Miller touches on early examples of cross-pollination, such as physicist Niels Bohr's interest in Cubism, but locates the origins of the modern art–science movement in 1966, with 9 Evenings: Theater and Engineering. These experimental “happenings” had proto-pop-artist Robert Rauschenberg and avant-garde composer John Cage as key participants, in the presence of Andy Warhol, Marcel Duchamp and other New York art luminaries. Unfortunately, technical disasters and delays led to negative press coverage.

The unlikely hero of Miller's story is Billy Klüver of Bell Labs in Murray Hill, New Jersey, the instigator of 9 Evenings and a gifted engineer. Klüver's earlier collaboration with Swiss artist Jean Tinguely — on Homage to New York, a self-destructive kinetic artwork made from bicycle and pram parts — led to meetings with Rauschenberg and other high-profile artists. Klüver persuaded his Bell Labs colleagues that artists would stimulate new directions in technology. As the philosopher Marshall McLuhan put it in his 1964 book Understanding Media, art can be considered “precise advance knowledge of how to cope with the psychic and social consequences of the next technology”.

The twenty-first-century explosion of art-and-science programmes and spaces has been fostered partly by significant investment from funding organizations. Miller documents the tension here between art's roles in illustrating, communicating and interrogating science.

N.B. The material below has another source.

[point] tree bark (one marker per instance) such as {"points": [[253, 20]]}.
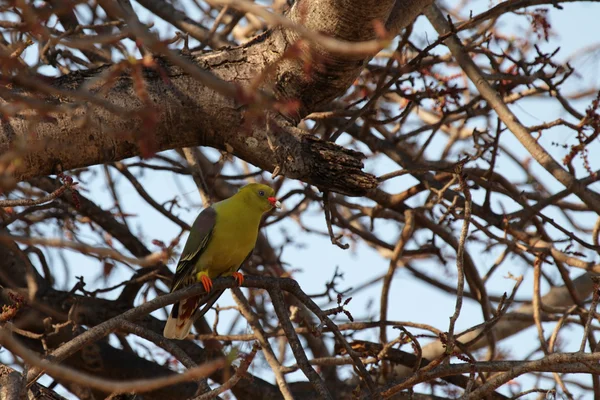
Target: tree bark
{"points": [[184, 112]]}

Some artists, including Antony Gormley or McElheny, draw on areas such as foam physics or cosmology as aesthetic inspiration. Others provoke critical discussion around future directions of research, such as Australian performance artist Stelarc, who had an ear-shaped scaffold implanted into his forearm. Discussing the rationale of the Collide@CERN residency, which has featured sound sculptor Bill Fontana and photographer and media artist Julius von Bismarck, CERN director Rolf-Dieter Heuer tells Miller that revealing what scientists are doing for society is key. “To transmit that through art ... opens horizons,” says Heuer. It is a suggestion that would sit uneasily with many of the critically engaged artists whom Miller discusses.

Experimental art–science collaborations have not always been embraced by conventional galleries and collectors. Peter Weibel, founding director of the Centre for Art and Media (ZKM) in Karlsruhe, Germany, tells Miller that this should not be a concern because “private industry will finance” artists, liberating them from the vagaries of the market. Indeed, Colliding Worlds opens with the heady atmosphere of Bell Labs half a century ago; towards the end, it considers digital artists Scott Draves and Aaron Koblin, who both work for Google.

Unlike other surveys, such as artist Stephen Wilson's Art + Science Now (Thames and Hudson, 2010), Colliding Worlds features interviews with the artists, scientists and engineers involved in projects from speculative design to data visualizations, sound art and cosmetic surgery. Such tales enliven the book. But it is hard to accept “artsci”, as Miller terms it, as a coherent movement. The third culture, he shows, consists instead of exciting, experimental and mutually enriching collisions.

Ultimately, Miller suggests, such collisions — once in the mainstream — become just 'art'. The important question that remains is whether such art can alter the direction of scientific research, beyond provoking public discussion and debate.